Tom’s cleaning the windows, Heyvaert (2003) observa que cleaning the windows comporta-se

como uma unidade, já que pode ser comparada, por exemplo, com orações com a estrutura verbo + objeto e com grupos nominais sem o uso do possessivo. No entanto, dado que se tem diferenças da unidade nominalizada cleaning the windows em contextos sintagmáticos específicos, fica a pergunta: “qual é o valor exclusivo, metafórico, da unidade cleaning the

windows em nominalizações de gerúndio com -ing?”73 (p. 81). É aqui que o autor faz valer sua proposta de análise dos elementos constituintes das nominalizações, pois lança o foco sobre o sufixo -ing e sobre o possessivo Tom’s. O autor percebe, então, que a forma -ing está relacionada a formas verbais básicas assim como as flexões de tempo e modo, mas não pode coocorrer com elas, portanto não sendo possível hading been cleaned, mas sim having been

cleaning, que possui um perfil não finito. O possessivo, por seu turno, pode ter como agnatas

construções com um oblíquo (him cleaning the window), mas não, por exemplo, com pronomes demonstrativos (*that cleaning the windows) ou artigos definidos (*the cleaning the windows), conduzindo Heyvaert (2003) à conclusão de que o Dêitico constituinte de nominalizações de

gerúndio com -ing só pode ser de natureza possessiva em função da sua relação com o Sujeito

de uma oração congruente.

Nesse sentido, a novidade expressa por Heyvaert (2003) é o uso do conceito de agnação para estabelecer redes de agnações das nominalizações e das unidades que lhes são

constituintes, para que desse modo se possa apontar as especificidades semânticas e lexicogramaticais das nominalizações (em outras palavras, descrever as nominalizações, o que envolve o trabalho de categorização, como nominalização de gerúndio -ing e nominalização de

ação -ing), e não simplesmente indicar a forma congruente de instâncias metafóricas.

Usar a agnação para marcar e interpretar as unidades de uma nominalização leva, então, à inclusão da nominalização em uma rede de agnatos: cada um dos agnatos destaca uma característica gramatical e semântica específica do nome, e, juntos, eles definem a nominalização74 (HEYVAERT, 2003, p. 68).
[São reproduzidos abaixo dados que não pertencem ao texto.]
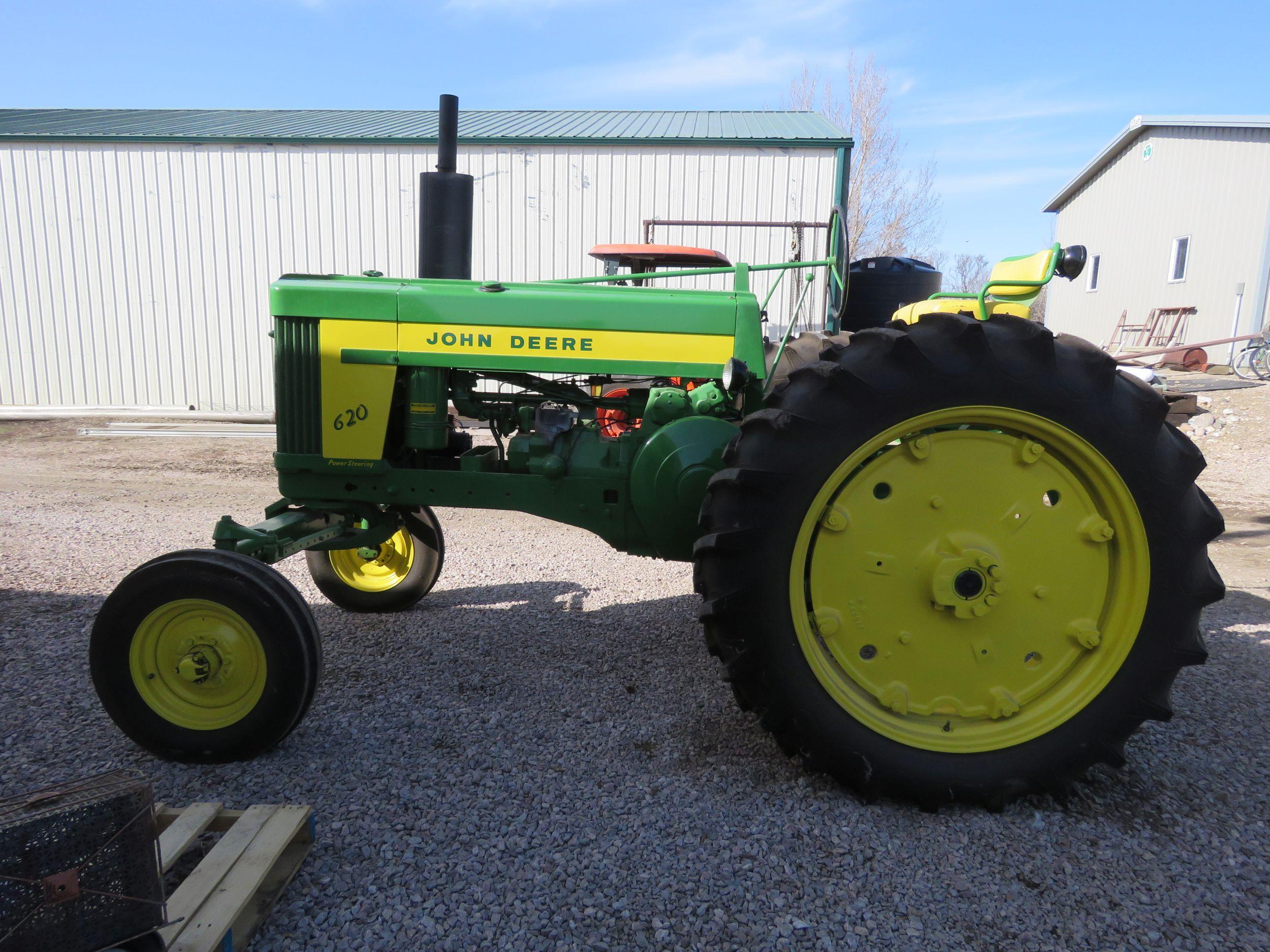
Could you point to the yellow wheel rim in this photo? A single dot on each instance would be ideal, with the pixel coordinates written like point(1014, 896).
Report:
point(197, 664)
point(375, 569)
point(969, 579)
Portanto, observa-se uma diferença em termos descritivos entre Halliday (1994, 1998) e Heyvaert (2003). Halliday (1994, 1998) aponta a possibilidade de identificação de mais de uma forma agnata para uma forma metafórica, mas a relação entre tais formas agnatas será de

mais/menos congruente, seguindo o raciocínio evolutivo em termos filogenéticos,

ontogenéticos e logogenéticos. Heyvaert (2003) também procede na identificação de mais de uma forma agnata, mas a relação entre elas não é analisada em termos de mais/menos congruente, e sim em termos de conjunto de agnações associado a uma forma metafórica; essa forma metafórica é agrupada a outras que compartilham o mesmo conjunto de agnações (fala- se em uma rede de formas metafóricas enates), criando-se conjuntos (ou padrões) de formas metafóricas descritas a partir de suas especificidades gramaticais e semânticas.

O raciocínio exposto por Heyvaert (2003) abre espaço para que se possa, nesta tese, enveredar em formas de proceder na análise de orações metafóricas com a forma verbal dar. Como se verá no Capítulo 7, é necessário explicar diferenças como dar uma facada e dar um

olhada e, na distinção de significados, o uso de conjuntos de agnações mostra-se relevante.